Swagger is an excellent middleware that exposes a webpage that allows developers to
fully interact with all endpoints exposed in a service. It also supports Authentication
so a JWT token can be provided on guarded calls. Most languages provide an implementation
of Swagger. Since Swagger pages provide a wealth of information that can be used for
nefarious reasons, it should be disabled in Production environments.
NOTE: The url for the swagger page should be:
https://<root service url>/swagger.
eg: https://serviceregistry-service.dev.tiltwire.services/swagger
Service Registry is a central location for service discovery. It prevents services and apps from having to hard code or make assumptions about the locations of dependent URIs. All service dependencies should be retrieved, at startup, from the Service Registry by calling on of the endpoints available. Services can be retrieved by name, domain or by passing a list of names to ensure a single http call.
In order to ensure a service is available in Service Registry in all environments that service runs in, it should perform an auto registration at startup.
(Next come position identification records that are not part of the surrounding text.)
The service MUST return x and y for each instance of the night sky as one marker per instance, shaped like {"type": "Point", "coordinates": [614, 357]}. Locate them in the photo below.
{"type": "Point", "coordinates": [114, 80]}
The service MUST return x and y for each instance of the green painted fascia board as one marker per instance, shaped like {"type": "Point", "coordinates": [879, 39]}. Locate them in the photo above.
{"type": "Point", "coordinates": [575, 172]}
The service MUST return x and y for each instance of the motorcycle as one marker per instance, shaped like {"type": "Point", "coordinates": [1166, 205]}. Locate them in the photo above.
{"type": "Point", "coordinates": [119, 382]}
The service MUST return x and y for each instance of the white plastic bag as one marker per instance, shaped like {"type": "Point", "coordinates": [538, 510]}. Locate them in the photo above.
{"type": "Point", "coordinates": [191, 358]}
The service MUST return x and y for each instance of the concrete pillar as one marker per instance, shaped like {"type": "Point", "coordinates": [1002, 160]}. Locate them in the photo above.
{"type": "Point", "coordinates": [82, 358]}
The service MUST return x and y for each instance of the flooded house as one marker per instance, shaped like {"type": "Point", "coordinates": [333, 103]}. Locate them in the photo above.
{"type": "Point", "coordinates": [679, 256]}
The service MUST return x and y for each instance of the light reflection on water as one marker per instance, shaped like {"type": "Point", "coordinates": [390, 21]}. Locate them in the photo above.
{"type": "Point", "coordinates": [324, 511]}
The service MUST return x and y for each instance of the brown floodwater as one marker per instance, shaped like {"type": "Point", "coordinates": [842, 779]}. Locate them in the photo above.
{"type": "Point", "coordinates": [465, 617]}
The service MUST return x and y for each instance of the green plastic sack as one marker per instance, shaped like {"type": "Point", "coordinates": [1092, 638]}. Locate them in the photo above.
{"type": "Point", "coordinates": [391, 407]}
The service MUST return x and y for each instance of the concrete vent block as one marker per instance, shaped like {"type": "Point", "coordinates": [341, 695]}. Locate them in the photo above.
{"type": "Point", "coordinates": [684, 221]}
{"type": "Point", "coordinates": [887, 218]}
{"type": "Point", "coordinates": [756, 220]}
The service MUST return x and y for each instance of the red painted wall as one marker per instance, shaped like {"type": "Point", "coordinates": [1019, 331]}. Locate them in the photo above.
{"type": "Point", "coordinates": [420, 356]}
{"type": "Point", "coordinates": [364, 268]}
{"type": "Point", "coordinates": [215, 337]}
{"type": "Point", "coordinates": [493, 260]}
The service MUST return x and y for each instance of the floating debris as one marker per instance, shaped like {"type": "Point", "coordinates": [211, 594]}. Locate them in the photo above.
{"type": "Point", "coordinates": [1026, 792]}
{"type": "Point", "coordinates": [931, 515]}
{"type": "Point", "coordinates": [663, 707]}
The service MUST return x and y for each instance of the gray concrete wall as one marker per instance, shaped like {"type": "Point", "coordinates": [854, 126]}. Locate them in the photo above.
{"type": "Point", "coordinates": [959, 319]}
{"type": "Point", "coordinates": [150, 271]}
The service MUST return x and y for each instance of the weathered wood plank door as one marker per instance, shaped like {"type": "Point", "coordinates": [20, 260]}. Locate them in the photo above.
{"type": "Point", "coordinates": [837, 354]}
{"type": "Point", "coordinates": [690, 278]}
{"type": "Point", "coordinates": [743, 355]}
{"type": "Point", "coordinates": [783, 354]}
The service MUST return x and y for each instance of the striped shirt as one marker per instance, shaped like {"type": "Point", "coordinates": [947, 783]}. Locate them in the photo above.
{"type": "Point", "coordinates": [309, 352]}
This is a simple POST to the Service Registry to provide information about the service including:
Name | Description |
---|---|
serviceName | Name of the service |
uri | Uri of the service |
domain | Domain of the service |
description | A short description of the service |
Over time we will be dealing with dozens of services, across multiple environments, each with its own release schedule. It is critical that we reduce any and all manual intervention required to get a service up and running. As such, all services should use a framework to enable automated database migrations which will handle creating all required schema and any data population/manipulation to make the service function as expected once deployed. Some examples are Entity Framework (C#) and Flyway (Java).
When a service is deployed to K8S, it uses a readiness probe to determine when the pod is available to retrieve traffic and the old one can be deleted. This process is critical to preventing 502/503 errors and ensures transparent releases. To accomplish this K8S will call the health endpoint of the pod expecting a 200 result. Once it receives a 200 result it will begin to route traffic to the pod. If it does NOT receive a 200 it will retry based on the retry config and eventually kill the pod and start a new one. The health endpoint should be named “healthz” and be available from the root.
eg: https://some-service.dev.tiltwire.services/healthz
When a service supports multiple languages it should use the Accept-Language header value specified by the consumer to determine which language to use in the response. It should follow the http specification.